L'Italia ha rispettato i suoi doveri di tutela delle vittime… Stante la delicatezza della situazione le autorità hanno il dovere di evitare ulteriori traumatizzazioni della vittima e che venga esposta a ritorsioni ed intimidazioni al fine di reprimere severamente questi reati. Dalle indagini all'interrogatorio della vittima, degli aggressori e dei testimoni sino alla pronuncia della sentenza devono esser adottati protocolli, che rispecchiano standard internazionali per evitare questa vittimizzazione secondaria ed offrirle un elevato grado di protezione: interrogatori separati, udienze a porte chiuse etc. Contrariamente a quanto sostenuto dalla giovane dalla denuncia sino alla pronuncia della sentenza l'Italia ha rispettato questi doveri di cura e protezione, oltre al fatto che la sua legislazione in materia è soddisfacente. In breve la CEDU evidenzia che seppure le udienze siano state pubbliche (era maggiorenne e non ha chiesto l'udienza a porte chiuse) e che la ragazza abbia subito diversi interrogatori in due anni per arrivare alla sentenza di primo grado, erano state prese misure atte a tutelarne l'integrità psichica: non era ammessa la stampa, era interdetto agli avvocati esprimere giudizi e fare apprezzamenti fuori luogo, denigrarla durante il controinterrogatorio etc. è stata perciò offerta un'adeguata protezione contro il rischio di ulteriori traumi e di vittimizzazione secondaria.

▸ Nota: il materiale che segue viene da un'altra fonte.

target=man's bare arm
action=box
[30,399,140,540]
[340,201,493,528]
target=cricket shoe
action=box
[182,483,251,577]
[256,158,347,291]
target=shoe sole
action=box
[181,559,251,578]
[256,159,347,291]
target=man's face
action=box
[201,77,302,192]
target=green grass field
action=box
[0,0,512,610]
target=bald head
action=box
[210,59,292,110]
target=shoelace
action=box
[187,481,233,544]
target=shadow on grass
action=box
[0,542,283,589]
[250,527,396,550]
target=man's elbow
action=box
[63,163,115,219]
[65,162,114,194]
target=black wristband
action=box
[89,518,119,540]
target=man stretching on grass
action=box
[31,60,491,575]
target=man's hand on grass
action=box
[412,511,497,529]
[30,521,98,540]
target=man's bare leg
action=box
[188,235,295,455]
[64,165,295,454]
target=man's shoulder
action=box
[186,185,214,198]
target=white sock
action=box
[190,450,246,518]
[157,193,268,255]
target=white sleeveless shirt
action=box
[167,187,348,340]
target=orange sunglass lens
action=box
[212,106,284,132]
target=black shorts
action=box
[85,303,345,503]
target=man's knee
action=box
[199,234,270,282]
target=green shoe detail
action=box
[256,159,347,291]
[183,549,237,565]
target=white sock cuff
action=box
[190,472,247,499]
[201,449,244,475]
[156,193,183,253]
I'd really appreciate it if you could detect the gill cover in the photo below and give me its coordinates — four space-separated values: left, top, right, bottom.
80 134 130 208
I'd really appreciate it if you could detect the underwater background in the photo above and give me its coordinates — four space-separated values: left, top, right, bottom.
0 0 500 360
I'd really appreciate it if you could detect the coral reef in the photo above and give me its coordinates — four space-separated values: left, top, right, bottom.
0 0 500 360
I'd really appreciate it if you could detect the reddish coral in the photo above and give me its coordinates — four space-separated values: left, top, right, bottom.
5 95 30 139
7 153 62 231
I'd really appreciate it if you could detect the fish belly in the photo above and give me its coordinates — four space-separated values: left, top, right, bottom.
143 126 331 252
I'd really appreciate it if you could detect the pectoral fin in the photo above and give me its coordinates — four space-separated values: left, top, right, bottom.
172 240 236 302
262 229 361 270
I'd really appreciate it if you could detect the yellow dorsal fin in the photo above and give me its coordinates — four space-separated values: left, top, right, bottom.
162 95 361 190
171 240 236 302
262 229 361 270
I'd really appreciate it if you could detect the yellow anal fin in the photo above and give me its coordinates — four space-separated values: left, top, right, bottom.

... ma i giudici no, “stuprandola” una seconda volta. Ciò non può esser detto delle contestate motivazioni della sentenza di appello e della condotta dei giudici in questa fase. Non solo sono stati scandagliati criticamente tutti gli aspetti della sua vita, anche familiare, della sua salute mentale, della vita professionale, ma ci si è inutilmente soffermati su dettagli pruriginosi irrilevanti per ravvisare lo stupro di gruppo (la lingerie rossa, la sua bisessualità, l'ambiguità sessuale, il sesso occasionale anche con alcuni dei suoi aguzzini, aver praticato sesso orale etc.) e su critiche moralizzatrici sulle sue scelte culturali ed artistiche (aveva seguito corsi di teatro sulla sessualità): tutto ciò esprime gratuiti giudizi morali che sono volti a demolirne la credibilità ed a demonizzarla, tralasciando volutamente il suo stato di inferiorità e debolezza dovuto anche all'alcool ingerito durante la serata, anzi accusandola di essersi messa nei guai da sola per essersi volontariamente ubriacata. È grave ed intollerabile che queste motivazioni siano sessiste e veicolino pregiudizi sul ruolo della donna nella società italiana del tutto incompatibili col diritto italiano, i doveri etici dei giudici e le norme internazionali sopra citate, originando una vittimizzazione secondaria ed un pericoloso pregiudizio che ostacola la protezione garantita dal nostro ordinamento ed a livello internazionale.